After Dominika Egorova (Jennifer Lawrence) endures a career ending accident dancing for the Bolshoi, she's faced with caring for her invalid mother Nina (Joely Richardson) with the prospect of losing their Bolshoi supplied apartment hanging over her head. Her Uncle Vanya (Matthias Schoenaerts, "Bullhead," "A Bigger Splash"), a member of the SVR, offers to 'help,' supplying her with evidence about the truth behind that accident, then asking her to assist in a covert operation that renders her an inconvenient witness. Vanya's backed Dominika into a corner where her only choices are death or becoming a honeypot for the State as a "Red Sparrow."
Jennifer Lawrence jumps into her first overtly sexual role with the director of her last three "Hunger Games" movies, Francis Lawrence, screenwriter Justin Haythe ("Revolutionary Road," "A Cure for Wellness") adapting 33 year CIA veteran Jason Matthews' book. The film has a surprisingly feminist stance, Dominika's agenda artfully hidden until final moments, yet despite a few tense scenes, this thriller is surprisingly inert. As Matthews' book was the first of a trilogy, perhaps the filmmakers are hoping for a franchise. Knowing Dominika's mind set, which we largely do not here given Lawrence's blank slate, would better enable audiences to invest in its protagonist in any future installments.
Dominika is trotted out by Vanya before her performance where she catches the appreciative eye of a wealthy Russian. During the dance, her male partner lands on her leg, resulting in a hideous break. After she's recovered sufficiently to walk with a cane, Vanya, who has an incestuous interest in his niece, slips her photos of that partner in flagrante with the female dancer who's replaced her. Her retribution is brutal, further convincing Vanya of her potential. When he asks her to lure that wealthy Russian into a hotel room, she successfully uses her wits to accomplish the mission, but Vanya's betrayed her, allowing her to be raped, the target murdered by hit man Matorin (Sebastian Hülk, "The White Ribbon," "Hanna") mid thrust.
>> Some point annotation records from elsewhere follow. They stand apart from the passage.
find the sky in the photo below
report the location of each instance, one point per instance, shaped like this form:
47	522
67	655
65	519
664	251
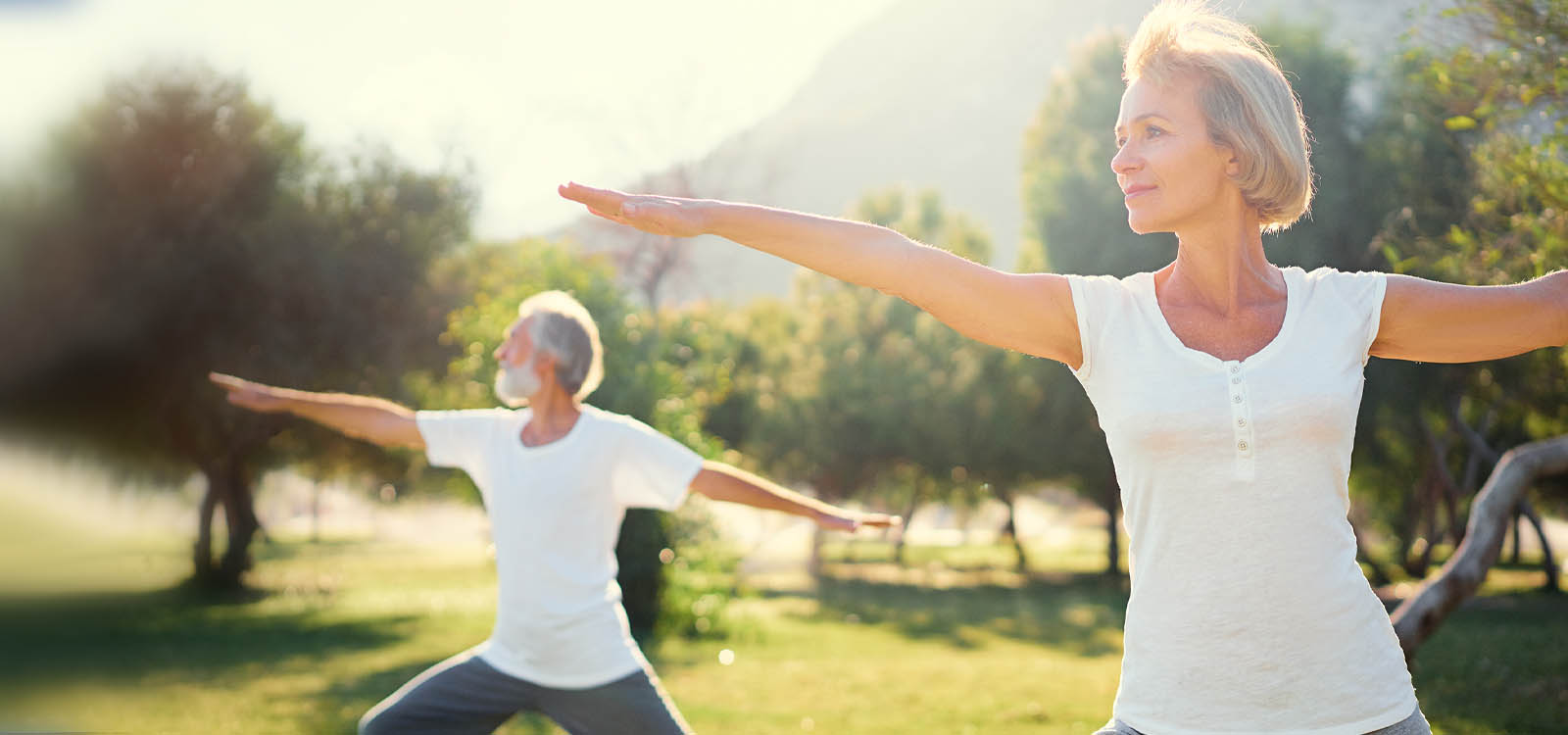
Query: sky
527	93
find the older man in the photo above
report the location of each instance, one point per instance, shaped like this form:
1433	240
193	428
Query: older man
557	478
At Sparrow School, where Dominika is appraised and trained by Matron (Charlotte Rampling), the young woman endures further abuse as she learns to use her sexuality to manipulate. Meanwhile CIA operative Nate Nash (Joel Edgerton) is stripped of his assignment in the U.S. after being outed during a Gorsky Park drop when he fires his weapon to allow his contact to escape. But Nash has also noted the new Sparrow and is allowed to travel back to Moscow in hopes of flipping her. But when Dominika makes her expected play, the two find something in each other they did not expect.
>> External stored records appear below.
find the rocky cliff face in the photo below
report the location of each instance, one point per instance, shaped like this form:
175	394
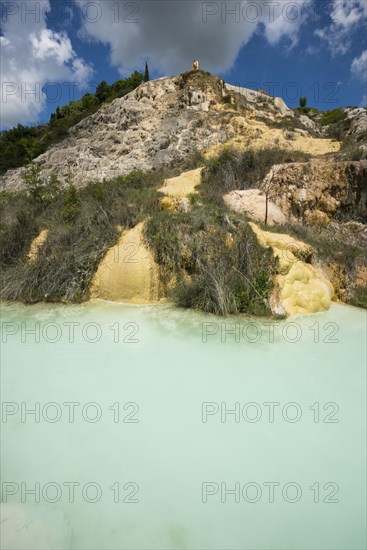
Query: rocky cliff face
159	124
315	192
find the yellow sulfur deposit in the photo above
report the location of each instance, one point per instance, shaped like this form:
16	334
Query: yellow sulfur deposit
37	243
300	287
183	185
128	273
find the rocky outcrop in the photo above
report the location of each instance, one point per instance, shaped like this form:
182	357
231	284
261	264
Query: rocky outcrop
314	192
159	124
253	203
299	286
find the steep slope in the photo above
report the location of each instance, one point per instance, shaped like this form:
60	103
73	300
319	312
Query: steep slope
161	123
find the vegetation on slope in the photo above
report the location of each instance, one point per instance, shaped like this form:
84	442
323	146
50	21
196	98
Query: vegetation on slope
22	144
82	224
212	261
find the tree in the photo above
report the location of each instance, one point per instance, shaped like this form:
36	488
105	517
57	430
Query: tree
303	102
146	74
102	91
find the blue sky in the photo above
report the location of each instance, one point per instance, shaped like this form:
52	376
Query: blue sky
53	51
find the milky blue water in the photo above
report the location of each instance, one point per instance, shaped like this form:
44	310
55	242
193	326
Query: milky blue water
156	428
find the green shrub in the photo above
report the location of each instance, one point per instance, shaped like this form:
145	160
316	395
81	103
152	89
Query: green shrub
211	276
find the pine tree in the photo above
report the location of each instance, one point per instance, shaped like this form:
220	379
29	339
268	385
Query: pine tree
146	74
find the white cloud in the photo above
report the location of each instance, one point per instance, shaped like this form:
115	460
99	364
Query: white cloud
346	16
359	66
33	55
171	33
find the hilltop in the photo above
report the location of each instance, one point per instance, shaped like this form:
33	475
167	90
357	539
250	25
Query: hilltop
212	185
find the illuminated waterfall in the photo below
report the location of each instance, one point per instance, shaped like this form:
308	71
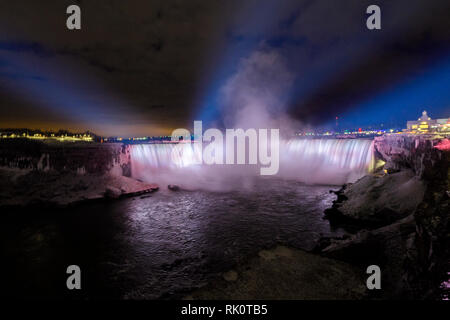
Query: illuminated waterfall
315	161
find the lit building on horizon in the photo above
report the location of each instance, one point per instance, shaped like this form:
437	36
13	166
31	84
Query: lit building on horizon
427	125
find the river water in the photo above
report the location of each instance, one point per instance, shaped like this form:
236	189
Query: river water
159	246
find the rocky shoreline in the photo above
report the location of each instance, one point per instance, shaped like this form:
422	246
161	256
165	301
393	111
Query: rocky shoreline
396	218
36	174
399	218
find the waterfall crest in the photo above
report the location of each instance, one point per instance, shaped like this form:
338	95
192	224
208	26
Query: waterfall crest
314	161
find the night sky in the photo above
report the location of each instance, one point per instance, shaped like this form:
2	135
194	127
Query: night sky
147	67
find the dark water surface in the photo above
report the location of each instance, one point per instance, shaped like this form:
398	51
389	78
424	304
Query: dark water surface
160	246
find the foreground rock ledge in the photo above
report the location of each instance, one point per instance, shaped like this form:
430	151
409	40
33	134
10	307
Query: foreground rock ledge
286	273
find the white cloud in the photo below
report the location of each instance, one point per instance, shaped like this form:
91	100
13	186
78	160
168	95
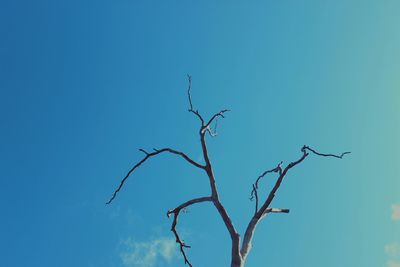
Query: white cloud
393	264
396	212
393	250
146	254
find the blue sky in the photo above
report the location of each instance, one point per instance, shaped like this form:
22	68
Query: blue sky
84	84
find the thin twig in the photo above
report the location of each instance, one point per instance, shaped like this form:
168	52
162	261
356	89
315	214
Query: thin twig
149	155
176	212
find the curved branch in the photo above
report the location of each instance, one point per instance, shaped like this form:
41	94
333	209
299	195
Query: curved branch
254	192
215	116
149	155
246	245
195	112
176	212
326	155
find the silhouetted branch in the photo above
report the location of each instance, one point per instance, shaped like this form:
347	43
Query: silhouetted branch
176	212
264	209
149	155
195	112
326	155
254	192
274	210
239	251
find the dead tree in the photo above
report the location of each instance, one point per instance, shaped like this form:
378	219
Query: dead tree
240	249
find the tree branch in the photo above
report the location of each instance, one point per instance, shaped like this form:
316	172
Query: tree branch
246	245
195	112
176	212
147	156
254	192
326	155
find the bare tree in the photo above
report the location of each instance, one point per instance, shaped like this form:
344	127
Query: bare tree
240	249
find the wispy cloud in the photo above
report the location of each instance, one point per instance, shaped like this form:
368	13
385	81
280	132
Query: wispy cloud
396	212
147	254
393	264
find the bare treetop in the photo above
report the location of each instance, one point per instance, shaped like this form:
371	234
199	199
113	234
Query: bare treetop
239	249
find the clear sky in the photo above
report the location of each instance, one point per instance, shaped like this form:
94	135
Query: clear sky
84	84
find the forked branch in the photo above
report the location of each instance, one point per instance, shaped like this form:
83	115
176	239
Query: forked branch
147	156
265	208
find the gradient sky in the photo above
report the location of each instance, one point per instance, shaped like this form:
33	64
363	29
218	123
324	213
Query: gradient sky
84	84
This romance doesn't exactly generate sparks, however, the main connection between the two Dominika's recognition of Nash's compassionate decency. Far more entertaining is watching Stephanie Boucher (Mary-Louise Parker), chief of staff for a U.S. Senator, caught up in a game way above her head. As Dominika's far more experienced roommate Marta, Thekla Reuten ("In Bruges") engenders more sympathy than our heroine. A grotesquely violent climax has nothing on Charlize Theron's single take ass-kicking in "Atomic Blonde." "Red Sparrow" holds its trump card until the very end, then wallows in it.
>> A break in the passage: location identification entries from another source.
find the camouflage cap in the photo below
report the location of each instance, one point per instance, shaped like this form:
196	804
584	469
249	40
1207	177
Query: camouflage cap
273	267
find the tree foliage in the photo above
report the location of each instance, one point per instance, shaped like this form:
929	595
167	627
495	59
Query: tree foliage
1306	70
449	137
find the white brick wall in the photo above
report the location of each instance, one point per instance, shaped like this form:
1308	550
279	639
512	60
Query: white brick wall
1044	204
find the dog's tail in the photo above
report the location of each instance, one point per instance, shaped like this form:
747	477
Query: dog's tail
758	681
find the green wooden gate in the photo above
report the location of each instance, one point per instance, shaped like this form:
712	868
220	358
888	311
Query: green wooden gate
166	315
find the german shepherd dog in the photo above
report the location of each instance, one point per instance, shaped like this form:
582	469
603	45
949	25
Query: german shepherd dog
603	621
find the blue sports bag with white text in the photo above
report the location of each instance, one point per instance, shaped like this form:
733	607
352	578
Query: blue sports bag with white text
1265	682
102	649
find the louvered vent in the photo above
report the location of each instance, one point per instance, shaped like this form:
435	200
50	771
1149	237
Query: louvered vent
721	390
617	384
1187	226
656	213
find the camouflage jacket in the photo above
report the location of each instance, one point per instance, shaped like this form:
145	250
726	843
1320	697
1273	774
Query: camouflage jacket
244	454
Lawrence certainly looks the part, her Russian accent far more believable than the film's trailer would indicate, at least when she remembers to use it. Yet there's really no one in this cast, which includes Bill Camp on the U.S. end and Ciarán Hinds and Jeremy Irons in the SVR, that stands out other than Parker. "Red Sparrow's" U.S. representatives are inept, their Russian counterparts soulless and sadistic. The film's subject matter is lurid, yet its sensibilities oddly chaste. Locations and costume add flavor otherwise lacking. "Red Sparrow" is one of those neither here nor there films, a quickly forgotten mediocrity.